Native cutthroat trout used to exist in East Crowsnest Creek and the headwaters of Crowsnest Creek, beneath the Tent Mountain coal mine. Very high selenium concentrations from the mine spoil, coupled with excessive sediment loadings to these streams are implicated in trout disappearance.

The selenium guideline values adopted by past B.C. and Alberta governments were not proposed by armchair eco-terrorists. They were developed after multiple fish populations collapsed after exceeding these values. They are a warning – there is a limit to the amount of selenium pollution fish populations can absorb before they disappear.

Trout aren’t just the quarry for a few anglers. They speak to us about the impacts of coal mining. Trout form our distant early warning indicators and are the bellwethers of danger. To ignore their message is to ignore our peril.

A fundamental message from the selenium contamination of trout is we need to look beyond what is found in the water to how it bioaccumulates up the food chain to levels of significant health concern. It wouldn’t hurt to remember that we are at the top of the food chain.

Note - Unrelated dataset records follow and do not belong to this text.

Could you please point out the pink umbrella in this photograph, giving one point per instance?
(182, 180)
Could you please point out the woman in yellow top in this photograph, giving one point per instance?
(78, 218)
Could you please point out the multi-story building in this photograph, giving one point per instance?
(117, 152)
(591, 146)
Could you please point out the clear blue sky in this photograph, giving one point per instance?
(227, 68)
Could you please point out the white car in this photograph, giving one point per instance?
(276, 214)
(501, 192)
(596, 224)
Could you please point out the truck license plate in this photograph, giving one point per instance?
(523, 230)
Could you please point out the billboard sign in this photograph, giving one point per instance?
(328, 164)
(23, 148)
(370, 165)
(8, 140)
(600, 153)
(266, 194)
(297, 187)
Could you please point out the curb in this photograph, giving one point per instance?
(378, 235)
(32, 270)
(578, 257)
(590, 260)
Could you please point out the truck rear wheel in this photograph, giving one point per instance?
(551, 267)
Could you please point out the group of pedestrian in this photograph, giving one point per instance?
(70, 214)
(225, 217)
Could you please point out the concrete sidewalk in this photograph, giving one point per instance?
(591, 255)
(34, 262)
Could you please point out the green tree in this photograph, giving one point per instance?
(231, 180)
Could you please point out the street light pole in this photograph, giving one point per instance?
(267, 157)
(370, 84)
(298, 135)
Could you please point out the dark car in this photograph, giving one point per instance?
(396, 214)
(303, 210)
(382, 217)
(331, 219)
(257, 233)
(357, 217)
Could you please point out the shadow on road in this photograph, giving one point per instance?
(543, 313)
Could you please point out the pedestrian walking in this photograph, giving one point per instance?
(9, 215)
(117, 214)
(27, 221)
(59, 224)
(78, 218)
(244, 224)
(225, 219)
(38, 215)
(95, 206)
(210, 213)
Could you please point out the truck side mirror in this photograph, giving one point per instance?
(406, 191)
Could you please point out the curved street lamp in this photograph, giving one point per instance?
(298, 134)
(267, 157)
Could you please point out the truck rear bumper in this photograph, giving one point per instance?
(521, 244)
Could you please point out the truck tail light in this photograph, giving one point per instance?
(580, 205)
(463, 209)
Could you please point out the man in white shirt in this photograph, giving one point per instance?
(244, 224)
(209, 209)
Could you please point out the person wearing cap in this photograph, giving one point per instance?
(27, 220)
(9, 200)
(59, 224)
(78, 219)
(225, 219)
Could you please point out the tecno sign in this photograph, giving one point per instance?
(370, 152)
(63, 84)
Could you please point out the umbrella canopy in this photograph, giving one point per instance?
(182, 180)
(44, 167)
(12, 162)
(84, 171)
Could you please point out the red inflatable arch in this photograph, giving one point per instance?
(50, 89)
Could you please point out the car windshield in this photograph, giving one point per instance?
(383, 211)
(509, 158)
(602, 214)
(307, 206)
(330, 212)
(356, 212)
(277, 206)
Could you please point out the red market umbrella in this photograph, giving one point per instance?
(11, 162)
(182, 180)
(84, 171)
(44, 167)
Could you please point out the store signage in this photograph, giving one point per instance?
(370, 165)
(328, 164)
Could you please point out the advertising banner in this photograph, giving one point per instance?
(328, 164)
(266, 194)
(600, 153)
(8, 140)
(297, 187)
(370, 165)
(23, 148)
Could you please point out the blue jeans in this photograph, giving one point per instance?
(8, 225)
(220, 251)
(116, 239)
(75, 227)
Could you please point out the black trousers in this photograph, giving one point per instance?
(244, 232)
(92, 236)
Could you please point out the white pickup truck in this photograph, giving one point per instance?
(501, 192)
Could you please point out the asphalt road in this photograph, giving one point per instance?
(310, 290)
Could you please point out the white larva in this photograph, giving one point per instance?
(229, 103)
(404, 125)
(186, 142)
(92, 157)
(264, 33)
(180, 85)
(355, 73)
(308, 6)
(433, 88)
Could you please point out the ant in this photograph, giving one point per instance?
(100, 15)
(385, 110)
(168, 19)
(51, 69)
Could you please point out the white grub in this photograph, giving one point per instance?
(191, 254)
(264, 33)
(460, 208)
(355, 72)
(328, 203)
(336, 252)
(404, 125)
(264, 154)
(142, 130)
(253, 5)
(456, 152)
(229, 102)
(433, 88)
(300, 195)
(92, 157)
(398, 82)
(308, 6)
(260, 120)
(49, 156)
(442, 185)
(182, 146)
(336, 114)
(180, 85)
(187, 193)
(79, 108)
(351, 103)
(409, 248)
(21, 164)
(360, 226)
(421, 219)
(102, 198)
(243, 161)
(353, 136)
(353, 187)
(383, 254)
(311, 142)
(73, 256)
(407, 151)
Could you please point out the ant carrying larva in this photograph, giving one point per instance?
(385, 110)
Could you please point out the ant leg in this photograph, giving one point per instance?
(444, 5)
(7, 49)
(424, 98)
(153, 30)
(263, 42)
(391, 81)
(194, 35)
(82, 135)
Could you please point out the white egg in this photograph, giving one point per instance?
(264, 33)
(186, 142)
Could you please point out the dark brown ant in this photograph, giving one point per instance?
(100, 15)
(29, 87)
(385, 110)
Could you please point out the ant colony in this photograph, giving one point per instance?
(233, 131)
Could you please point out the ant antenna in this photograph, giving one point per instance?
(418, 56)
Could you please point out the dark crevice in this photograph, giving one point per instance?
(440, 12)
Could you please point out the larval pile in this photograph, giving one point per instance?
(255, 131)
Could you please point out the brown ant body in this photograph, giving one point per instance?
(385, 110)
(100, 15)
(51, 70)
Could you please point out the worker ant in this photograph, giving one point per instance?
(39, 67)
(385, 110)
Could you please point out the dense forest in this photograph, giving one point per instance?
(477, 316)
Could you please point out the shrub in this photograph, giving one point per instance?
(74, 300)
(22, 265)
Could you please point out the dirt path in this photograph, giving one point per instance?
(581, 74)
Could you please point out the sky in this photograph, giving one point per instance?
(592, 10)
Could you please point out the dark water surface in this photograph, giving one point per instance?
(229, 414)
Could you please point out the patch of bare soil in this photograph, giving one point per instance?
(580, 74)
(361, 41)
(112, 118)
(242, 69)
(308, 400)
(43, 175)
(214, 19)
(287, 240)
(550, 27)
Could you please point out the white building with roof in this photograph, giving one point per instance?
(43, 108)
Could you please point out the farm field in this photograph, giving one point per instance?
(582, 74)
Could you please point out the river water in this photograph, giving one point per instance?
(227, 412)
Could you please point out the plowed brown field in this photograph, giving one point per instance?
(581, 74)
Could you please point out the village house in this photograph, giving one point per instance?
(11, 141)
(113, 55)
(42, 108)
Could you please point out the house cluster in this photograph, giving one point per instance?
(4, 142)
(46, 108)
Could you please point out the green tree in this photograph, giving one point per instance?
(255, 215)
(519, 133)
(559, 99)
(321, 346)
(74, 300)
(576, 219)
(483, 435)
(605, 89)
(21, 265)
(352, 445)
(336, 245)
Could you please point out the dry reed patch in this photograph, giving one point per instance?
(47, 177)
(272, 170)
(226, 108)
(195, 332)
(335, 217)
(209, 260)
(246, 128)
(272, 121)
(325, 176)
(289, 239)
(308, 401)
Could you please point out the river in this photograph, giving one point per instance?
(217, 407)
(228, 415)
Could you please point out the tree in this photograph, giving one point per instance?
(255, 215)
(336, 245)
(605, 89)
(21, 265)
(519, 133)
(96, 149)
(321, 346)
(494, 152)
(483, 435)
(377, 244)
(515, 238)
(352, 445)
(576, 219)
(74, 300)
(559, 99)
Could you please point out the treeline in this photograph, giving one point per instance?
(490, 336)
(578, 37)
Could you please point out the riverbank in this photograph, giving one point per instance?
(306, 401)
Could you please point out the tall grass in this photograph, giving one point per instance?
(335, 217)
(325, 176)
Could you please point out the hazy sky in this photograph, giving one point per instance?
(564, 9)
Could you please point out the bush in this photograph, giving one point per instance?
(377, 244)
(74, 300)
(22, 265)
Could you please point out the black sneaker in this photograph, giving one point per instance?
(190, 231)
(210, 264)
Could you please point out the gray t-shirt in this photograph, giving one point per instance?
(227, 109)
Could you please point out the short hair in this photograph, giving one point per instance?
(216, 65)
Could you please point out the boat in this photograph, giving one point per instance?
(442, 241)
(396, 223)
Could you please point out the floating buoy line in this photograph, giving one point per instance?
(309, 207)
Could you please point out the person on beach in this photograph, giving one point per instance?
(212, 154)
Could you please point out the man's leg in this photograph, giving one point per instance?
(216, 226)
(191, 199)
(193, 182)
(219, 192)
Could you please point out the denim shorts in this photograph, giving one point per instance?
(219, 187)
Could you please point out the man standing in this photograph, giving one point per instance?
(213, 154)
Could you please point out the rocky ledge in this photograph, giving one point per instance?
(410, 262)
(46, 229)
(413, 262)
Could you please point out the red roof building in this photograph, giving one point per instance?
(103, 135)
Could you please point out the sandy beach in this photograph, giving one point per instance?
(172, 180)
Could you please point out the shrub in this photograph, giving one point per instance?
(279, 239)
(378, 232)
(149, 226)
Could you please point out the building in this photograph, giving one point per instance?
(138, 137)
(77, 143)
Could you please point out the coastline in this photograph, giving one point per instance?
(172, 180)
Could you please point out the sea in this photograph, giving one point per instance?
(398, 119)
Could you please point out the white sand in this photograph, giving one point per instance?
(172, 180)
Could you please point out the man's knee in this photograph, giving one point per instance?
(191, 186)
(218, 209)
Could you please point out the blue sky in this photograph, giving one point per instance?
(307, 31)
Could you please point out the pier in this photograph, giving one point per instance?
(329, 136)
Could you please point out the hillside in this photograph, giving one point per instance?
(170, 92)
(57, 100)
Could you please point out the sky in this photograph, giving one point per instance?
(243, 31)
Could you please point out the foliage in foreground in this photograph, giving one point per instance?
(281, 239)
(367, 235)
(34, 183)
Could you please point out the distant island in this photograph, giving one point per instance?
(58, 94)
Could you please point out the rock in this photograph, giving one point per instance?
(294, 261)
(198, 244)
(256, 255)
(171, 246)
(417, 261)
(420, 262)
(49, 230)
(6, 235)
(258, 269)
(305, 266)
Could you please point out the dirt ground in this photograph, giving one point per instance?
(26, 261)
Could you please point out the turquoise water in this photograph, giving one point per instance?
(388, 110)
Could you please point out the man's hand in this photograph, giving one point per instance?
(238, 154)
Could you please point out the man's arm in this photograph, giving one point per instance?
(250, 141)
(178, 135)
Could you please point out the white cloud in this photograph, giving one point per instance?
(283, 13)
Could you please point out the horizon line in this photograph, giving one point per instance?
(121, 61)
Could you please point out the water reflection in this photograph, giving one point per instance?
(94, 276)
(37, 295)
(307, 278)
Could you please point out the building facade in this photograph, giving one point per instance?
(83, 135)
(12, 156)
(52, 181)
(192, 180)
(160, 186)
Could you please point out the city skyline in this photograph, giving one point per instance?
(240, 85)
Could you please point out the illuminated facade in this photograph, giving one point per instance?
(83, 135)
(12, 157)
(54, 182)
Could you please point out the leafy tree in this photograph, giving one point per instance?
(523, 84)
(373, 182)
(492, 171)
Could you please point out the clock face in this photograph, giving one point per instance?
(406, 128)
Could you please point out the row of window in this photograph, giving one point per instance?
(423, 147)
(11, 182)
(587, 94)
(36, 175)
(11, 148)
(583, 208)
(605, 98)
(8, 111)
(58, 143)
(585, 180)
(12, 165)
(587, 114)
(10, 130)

Yes, these are some of the things to mine in our deliberations over coal mining in the Eastern Slopes. We might also reflect on the misinformation and distortion from congenital corporations. There are municipal councillors with their eyes firmly fixed in the rear-view mirror of time and coated in the fairy dust of illusionary economic benefits. Overseeing this is an arms-length regulator manipulated by political puppet masters.

Arrayed against this are the clearly articulated wishes of the majority of Albertans who are passionate about a mine-free Eastern Slopes. Alberta recently went through a review of coal policy by an independent panel. This panel was responsible for the public engagement process to define a path forward for coal. Their recommendations have yet to be implemented.

Lastly, we have recently witnessed from the Minister of Energy and Minerals Brian Jean, a muddled, barely coherent clarification of coal policy to the Alberta Energy Regulator (AER). The letter was issued amid an ongoing AER hearing into a coal exploration application, and it opens a question of whether Jean was trying to fetter that process.

Jean’s retreat from the wishes of Albertans effectivity winds the clock back, reinstates exploration permits, opens up new exploration, including construction of new roads that will erode for years. Nothing else has changed, including the continual leaching of selenium into East Slope rivers, no timely, effective reclamation of coal exploration roads and Albertan’s frustration with the intransigence and lack of spine of the UCP government.

Utah Phillips was a folk singer and philosopher who once said, “The Earth is not dying – it is being killed. And the people who are killing it have names and addresses.” If it isn’t evident by now, the names of the UCP government are writ large on this public policy failure to protect the Eastern Slopes.


Lorne Fitch is a professional biologist, a retired Fish and Wildlife biologist and a past adjunct professor with the University of Calgary. He is the author of Streams of Consequence: Dispatches From the Conservation World and Travels Up the Creek: A Biologist’s Search for a Paddle.